Clinical Context and Unmet Need
ALS affects motor neurons critically, leading to progressive paralysis and death, usually within a few years of symptom onset. SOD1 mutations account for approximately 10-20% of familial ALS cases. Prior to the development of ASOs like tofersen, no treatments addressed the underlying genetic pathology. Given the challenges of delivering therapeutics efficiently across the blood-brain barrier and achieving sufficient motor neuron target engagement, confirming tofersen’s tissue distribution and SOD1 suppression in human CNS tissues is essential to validate its mechanism and optimize clinical use.
Study Design and Methods
This cross-sectional case series involved autopsy tissue from eight individuals with genetically confirmed SOD1-ALS who had received multiple intrathecal doses of tofersen (20 to 100 mg), enrolled in NIH-registered clinical trials or the Expanded Access Program between 2018 and 2026. Their families consented to postmortem tissue donation. Autopsies were performed at three prominent U.S. academic medical centers, incorporating comprehensive neuropathological evaluations.

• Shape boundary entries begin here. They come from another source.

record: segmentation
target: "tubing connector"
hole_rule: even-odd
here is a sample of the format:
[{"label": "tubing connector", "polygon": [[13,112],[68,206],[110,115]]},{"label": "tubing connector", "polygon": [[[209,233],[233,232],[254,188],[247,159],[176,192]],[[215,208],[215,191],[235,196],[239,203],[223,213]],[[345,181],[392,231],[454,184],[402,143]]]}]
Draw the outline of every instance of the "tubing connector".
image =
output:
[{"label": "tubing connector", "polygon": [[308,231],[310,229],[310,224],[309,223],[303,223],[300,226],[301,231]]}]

Tofersen concentrations in spinal cord and motor cortex tissues were quantified using hybridization ELISA. SOD1 mRNA and protein levels were assessed comparatively against a cohort of tofersen-naive SOD1-ALS controls using quantitative RT-PCR and ELISA assays. Histological analyses included immunohistochemistry and in situ hybridization to localize tofersen presence and SOD1 transcript abundance, alongside investigations of pathological SOD1 aggregates and immune cell infiltration.
Key Findings
Tissue concentration data demonstrated a strong correlation between tofersen levels in motor cortex and spinal cord with expected pharmacokinetic models based on individual dose histories, confirming reliable CNS penetration following intrathecal administration. Among three patients with recent dosing, SOD1 mRNA and protein reductions in lumbar spinal cord tissues ranged markedly from 45% to 84%. Remarkably, these reductions persisted despite missed final doses before death, denoting durable pharmacodynamic effects. Residual somatic motor neurons showed direct evidence of tofersen uptake and diminished SOD1 mRNA signals. Both treated and untreated SOD1-ALS tissues revealed misfolded SOD1 protein inclusions, consistent with disease pathology, indicating that tofersen reduces but does not completely eliminate pathogenic aggregates. Importantly, localized meningeal and perivascular lymphocytic responses were observed in five recently dosed individuals, absent in those whose last dosing had occurred remotely, suggesting transient immunologic effects potentially related to repeated intrathecal dosing.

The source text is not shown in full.